The second is control. Your legal team has constructed a comprehensive acceptable use policy for AI, one that ensures the safety of customer data, citizen data, intellectual property, as well as employee safety. How will you implement this policy? Is it in your endpoint security product? In your firewall? In your VPN? In your cloud? What if they are all from different vendors? So, you need a way to define and enforce acceptable use policy that is consistent across AI models, apps, clouds, and security products.

The third is protection of your own apps. In 2025, we will see much faster adoption of LLMs within enterprises, and then faster rollout of chat apps powered by those LLMs. So, enterprises need to make sure not only that the apps are protected, but also that the apps don’t say “dumb” things, like recommend a competitor.

We address all three. We provide visibility into which apps people are accessing, how they are using those apps, policy that is based on who you are and what you are trying to do, and very effective tools for preventing attacks such as jailbreaks or unwanted behaviors from your bots.

How does WitnessAI’s AI observability feature help companies track employee AI usage and prevent “shadow AI” risks?

WitnessAI connects to your network easily and silently builds a catalog of every AI app (and there are literally thousands of them on the internet) that your employees’ access. We tell you where those apps are located, where they host their data, etc so that you understand how risky these apps are. You can turn on conversation visibility, where we use deep packet inspection to observe prompts and responses. We can classify prompts by risk and by intent. Intent might be “write code” or “write a corporate contract.” It’s important because we then let you write intent-based policy controls.

What role does AI policy enforcement play in ensuring corporate AI compliance, and how does WitnessAI streamline this process?

Compliance means ensuring that your company is following regulations or policies, and there are two parts to ensuring compliance. The first is that you must be able to identify problematic activity. For example, I need to know that an employee is using customer data in a way that might run afoul of a data protection law. We do that with our observability platform. The second part is describing and enforcing policy against that activity. You don’t want to simply know that customer data is leaking, you want to stop it from leaking. So, we we’ve built a unique AI-specific policy engine, Witness/CONTROL, that lets you easily build identity and intention-based policies to protect data, prevent harmful or illegal responses, etc. For example, you can build a policy that says something like, “Only our legal department can use ChatGPT to write corporate contracts, and if they do so, automatically redact any PII.” Easy to say, and with WitnessAI, easy to implement.

How does WitnessAI address concerns around LLM jailbreaks and prompt injection attacks?
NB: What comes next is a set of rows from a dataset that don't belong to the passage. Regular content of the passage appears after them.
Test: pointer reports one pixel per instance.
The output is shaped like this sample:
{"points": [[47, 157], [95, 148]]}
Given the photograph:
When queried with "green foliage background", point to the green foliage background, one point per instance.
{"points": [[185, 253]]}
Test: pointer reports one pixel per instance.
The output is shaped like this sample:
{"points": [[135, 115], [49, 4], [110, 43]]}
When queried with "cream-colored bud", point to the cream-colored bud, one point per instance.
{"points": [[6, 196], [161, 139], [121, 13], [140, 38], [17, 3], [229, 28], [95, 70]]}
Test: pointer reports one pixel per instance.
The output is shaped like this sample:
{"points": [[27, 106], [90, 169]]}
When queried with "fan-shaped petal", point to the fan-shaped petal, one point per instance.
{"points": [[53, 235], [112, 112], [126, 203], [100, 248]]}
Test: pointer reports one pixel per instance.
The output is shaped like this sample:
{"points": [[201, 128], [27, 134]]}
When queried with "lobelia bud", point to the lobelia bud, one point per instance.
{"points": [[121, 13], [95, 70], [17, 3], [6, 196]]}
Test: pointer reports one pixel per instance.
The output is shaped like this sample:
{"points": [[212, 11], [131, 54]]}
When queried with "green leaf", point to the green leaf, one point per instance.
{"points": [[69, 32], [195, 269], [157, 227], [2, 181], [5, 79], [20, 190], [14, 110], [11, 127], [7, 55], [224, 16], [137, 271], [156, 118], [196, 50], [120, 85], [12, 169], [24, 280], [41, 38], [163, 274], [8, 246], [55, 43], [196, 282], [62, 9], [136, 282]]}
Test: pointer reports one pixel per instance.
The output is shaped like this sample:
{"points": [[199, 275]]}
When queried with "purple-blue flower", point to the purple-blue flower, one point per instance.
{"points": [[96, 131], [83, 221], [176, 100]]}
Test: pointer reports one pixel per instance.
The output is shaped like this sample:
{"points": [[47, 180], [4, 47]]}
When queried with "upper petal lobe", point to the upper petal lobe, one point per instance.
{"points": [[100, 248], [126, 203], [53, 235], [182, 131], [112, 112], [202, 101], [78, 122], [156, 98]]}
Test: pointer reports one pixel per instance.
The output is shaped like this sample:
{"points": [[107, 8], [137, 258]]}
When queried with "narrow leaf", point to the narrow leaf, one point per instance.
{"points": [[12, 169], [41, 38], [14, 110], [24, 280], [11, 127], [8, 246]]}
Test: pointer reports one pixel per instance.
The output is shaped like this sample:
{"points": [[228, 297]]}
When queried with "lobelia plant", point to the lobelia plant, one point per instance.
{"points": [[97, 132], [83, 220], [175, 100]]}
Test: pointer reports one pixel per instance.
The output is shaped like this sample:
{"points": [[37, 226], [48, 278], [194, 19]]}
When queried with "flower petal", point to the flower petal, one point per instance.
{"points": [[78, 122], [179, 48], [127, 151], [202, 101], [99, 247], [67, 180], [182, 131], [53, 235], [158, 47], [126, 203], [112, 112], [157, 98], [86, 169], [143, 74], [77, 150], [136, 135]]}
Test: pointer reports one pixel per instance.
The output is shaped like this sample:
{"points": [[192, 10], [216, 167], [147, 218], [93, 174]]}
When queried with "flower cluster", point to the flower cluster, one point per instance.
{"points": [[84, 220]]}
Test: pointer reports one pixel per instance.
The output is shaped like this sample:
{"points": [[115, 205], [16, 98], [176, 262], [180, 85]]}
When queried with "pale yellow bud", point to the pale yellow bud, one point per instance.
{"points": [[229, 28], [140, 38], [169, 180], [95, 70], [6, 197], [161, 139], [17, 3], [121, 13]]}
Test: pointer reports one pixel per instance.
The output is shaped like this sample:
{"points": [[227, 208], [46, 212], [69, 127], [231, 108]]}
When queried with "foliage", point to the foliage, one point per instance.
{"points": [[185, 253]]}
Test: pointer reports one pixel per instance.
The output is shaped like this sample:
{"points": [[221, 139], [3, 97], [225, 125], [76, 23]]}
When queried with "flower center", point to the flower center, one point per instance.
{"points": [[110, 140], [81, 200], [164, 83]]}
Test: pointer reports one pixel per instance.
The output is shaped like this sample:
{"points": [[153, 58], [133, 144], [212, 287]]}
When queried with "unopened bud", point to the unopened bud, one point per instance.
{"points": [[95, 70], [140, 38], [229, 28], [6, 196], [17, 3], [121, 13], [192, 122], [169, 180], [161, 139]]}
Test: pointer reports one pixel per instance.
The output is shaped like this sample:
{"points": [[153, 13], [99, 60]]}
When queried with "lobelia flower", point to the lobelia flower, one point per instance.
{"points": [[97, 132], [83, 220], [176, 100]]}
We have a hardcore AI research team—really sharp. Early on, they built a system to create synthetic attack data, in addition to pulling in widely available training data sets. As a result, we’ve benchmarked our prompt injection against everything out there, we are over 99% effective and regularly catch attacks that the models themselves miss.

In practice, most companies we speak with want to start with employee app governance, and then a bit later they roll out an AI customer app based on their internal data. So, they use Witness to protect their people, then they turn on the prompt injection firewall. One system, one consistent way to build policies, easy to scale.

What are your long-term goals for WitnessAI, and where do you see AI governance evolving in the next five years? 

So far, we’ve only talked about a person-to-chat app model here. Our next phase will be to handle app to app, i.e agentic AI. We’ve designed the APIs in our platform to work equally well with both agents and humans. Beyond that, we believe we’ve built a new way to get network-level visibility and policy control in the AI age, and we’ll be growing the company with that in mind.